Renal xenobiotic transporters are differentially expressed in mice following cisplatin treatment
Introduction
Proximal tubule cells are sites of active secretion and reabsorption of xenobiotics and endogenous by-products into the urine and back into the body, respectively. Uptake of chemicals across basolateral membranes into the kidneys is mediated by secondary active transport systems including organic anion and cation transporters (Oats, Octs). Chemicals are subsequently effluxed across the brush border membrane into the urine by primary active transporters including multidrug resistance-associated proteins (Mrp) 2 and 4, multidrug resistance proteins (Mdr), breast cancer resistance protein (Bcrp) and multidrug and toxin extrusion proteins (Mate). P-glycoprotein (Pgp) is the protein product of Mdr genes. Reabsorption of chemicals from the filtrate can be accomplished by uptake carriers on the apical membrane including the organic anion transporting polypeptides (Oatps) as well as Oat2 (Klaassen and Lu, 2008). Retrograde transporters on the basolateral face of the plasma membrane, such as Mrp1, Mrp5 and Mrp6, reabsorb chemicals back into blood.
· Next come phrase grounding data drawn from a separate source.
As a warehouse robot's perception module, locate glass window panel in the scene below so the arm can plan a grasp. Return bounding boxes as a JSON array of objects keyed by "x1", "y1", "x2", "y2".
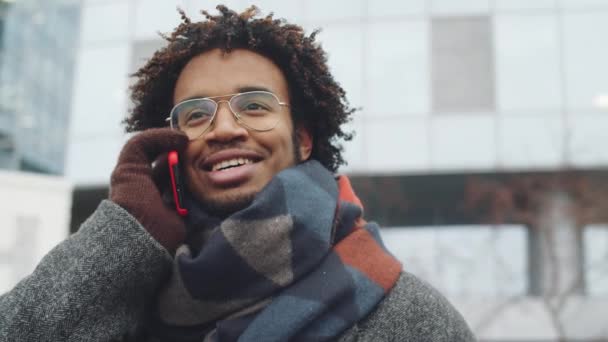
[
  {"x1": 429, "y1": 0, "x2": 490, "y2": 15},
  {"x1": 363, "y1": 20, "x2": 430, "y2": 118},
  {"x1": 380, "y1": 226, "x2": 528, "y2": 298},
  {"x1": 495, "y1": 14, "x2": 562, "y2": 112},
  {"x1": 431, "y1": 16, "x2": 495, "y2": 112},
  {"x1": 494, "y1": 0, "x2": 557, "y2": 11},
  {"x1": 365, "y1": 117, "x2": 429, "y2": 172},
  {"x1": 431, "y1": 114, "x2": 496, "y2": 170},
  {"x1": 499, "y1": 112, "x2": 565, "y2": 168},
  {"x1": 367, "y1": 0, "x2": 427, "y2": 17},
  {"x1": 71, "y1": 44, "x2": 129, "y2": 135},
  {"x1": 563, "y1": 11, "x2": 608, "y2": 109},
  {"x1": 80, "y1": 2, "x2": 129, "y2": 44}
]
During periods of acute and chronic renal injury, glomerular filtration and renal excretion are reduced. This often necessitates reducing the dose and/or lengthening dosing intervals for pharmaceuticals that are cleared renally. While decreases in renal blood flow, metabolism and glomerular filtration are likely determinants of reduced renal filtration and consequently drug elimination, it is unknown whether the expression and/or function of drug transporters in the kidneys are altered during drug-induced renal damage.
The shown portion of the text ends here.